Scalable abstract domains. We already have experience in designing low-cost semi relational abstract domains for pointers [50], [46], as well as tailoring static analyses for specialized applications in compilation [36], [54], Synchronous Dataflow scheduling [53], and extending the polyhedral model to irregular applications [21]. We also have experience in the design of various static verification techniques adapted to different programming paradigms.
Expected impact
The impact of this work is the significantly widened applicability of various tools/compilers related to parallelization: allow optimizations for a larger class of programs, and allow low-cost analysis that scale to very large programs.
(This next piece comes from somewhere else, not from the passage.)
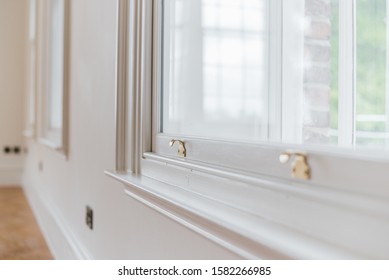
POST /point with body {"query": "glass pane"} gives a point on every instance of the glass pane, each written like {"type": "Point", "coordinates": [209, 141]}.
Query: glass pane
{"type": "Point", "coordinates": [216, 69]}
{"type": "Point", "coordinates": [226, 74]}
{"type": "Point", "coordinates": [371, 85]}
We target both analysis for optimization and analysis to detect, or prove the absence of bugs.
Scientific Program
Short-term and ongoing activities.
Together with Paul Iannetta and Lionel Morel (INSA/CEA LETI), we are currently working on the semantic rephrasing of the polyhedral model [39]. The objective is to clearly redefine the key notions of the polyhedral model on general flowchart programs operating on arrays, lists and trees. We reformulate the algorithms that are performed to compute dependencies in a more semantic fashion, i.e. considering the program semantics instead of syntactical criteria. The next step is to express classical scheduling and code generation activities in this framework, in order to overcome the classical syntactic restrictions of the polyhedral model.
Medium-term activities.
In medium term, we want to extend the polyhedral model for more general data-structures like lists and sparse matrices. For that purpose, we need to find polyhedral (or other shapes) abstractions for non-array data-structures; the main difficulty is to deal with non-linearity and/or partial information (namely, over-approximations of the data layout, or over-approximation of the program behavior). This activity will rely on a formalization of the optimization activities (dependency computation, scheduling, compilation) in a more general Abstract-Interpretation based framework in order to make the approximations explicit.
At the same time, we plan to continue to work on scaling static analyses for general purpose programs, in the spirit of Maroua Maalej's PhD [47], whose contribution is a sequence of memory analyses inside production compilers. We already began a collaboration with Sylvain Collange (PACAP team of IRISA Laboratory) on the design of static analyses to optimize copies from the global memory of a GPU to the block kernels (to increase locality). In particular, we have the objective to design specialized analyses but with an explicit notion of cost/precision compromise, in the spirit of the paper [41] that tries to formalize the cost/precision compromise of interprocedural analyses with respect to a “context sensitivity parameter”.
Long-term activities.
In a longer-term vision, the work on scalable static analyses, whether or not directed from the dataflow activities, will be pursued in the direction of large general-purpose programs.
An ambitious challenge is to find a generic way of adapting existing (relational) abstract domains within the Single Static Information [26] framework so as to improve their scalability. With this framework, we would be able to design static analyses, in the spirit of the seminal paper [31] which gave a theoretical scheme for classical abstract interpretation analyses.
We also plan to work on the interface between the analyses and their optimization clients inside production compilers.